Several months later, a judge has issued a search warrant authorizing the FBI to dig for evidence of criminal activity dating back to Jan. 1, 2008. Fattah claimed he used his Gmail account to communicate with fellow members of Congress about legislative business, send schedules and agendas for committee meetings and to communicate with his staff regarding congressional matters. Fattah also claimed he used the Gmail account to interact with his lawyers.
But the U.S. District Court for the Eastern District of Pennsylvania rejected his argument that handing over the emails would violate the Speech or Debate Clause, or violate attorney-client privilege. It also denied a request from House attorneys that the court modify the warrant and allow Fattah access to the requested records.
“Creating special protections for a Congressman’s private email account would encourage corrupt legislators and their aides to make incriminating communications through private emails, knowing that they will be disclosed only with the authors approval,” the court opined in the sealed case, according to the appellate decision.
The Speech or Debate Clause, a protection Congress is granted to shield legislative work from prosecutors, secures a privilege of “non-use, rather than of non-disclosure,” the 32-page document states, concluding that the appeals court lacks jurisdiction to consider the argument, but the precedent is clear. In other words, the executive branch can look at the records, but it cannot use them as evidence.
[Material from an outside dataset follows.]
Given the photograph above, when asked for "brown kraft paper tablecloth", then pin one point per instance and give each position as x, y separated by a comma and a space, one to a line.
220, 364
“The crux of the Clause is to ‘prevent intimidation by the executive and accountability [for legislative acts] before a possibly hostile judiciary.’ It is clear that the purpose, however, has never been to shelter a Member from potential criminal responsibility,” the opinion states.
Two hearings have been scheduled in Fattah’s corruption case.
On Sept. 16, the judge will consider a motion to modify an order barring Fattah from communicating with individuals who have been identified as potential witnesses , including Sen. Bob Casey, D-Penn., and Rep. Ted Deutch, D-Fla.
Prosecutors argued on Aug. 26 the request should be denied. They also stated Fattah misunderstands the terms of the current arrangement, which they claim bars him from contacting any potential witnesses, “whether a lawyer is present for the conversation or not.”
Since the indictment, Fattah has asserted his innocence in a 4-minute YouTube video and suggested the charges are part of an “attack my family” aimed at tarnishing his 30-year career in public service. Those statements give prosecutors reason to believe that Fattah will argue the charges against him are politically-motivated and try to introduce evidence in favor of jury nullification.
On Sept. 21, the judge is set to consider a motion from prosecutors that would prohibit Fattah’s legal team from introducing evidence of “purported prior good acts” to the jury.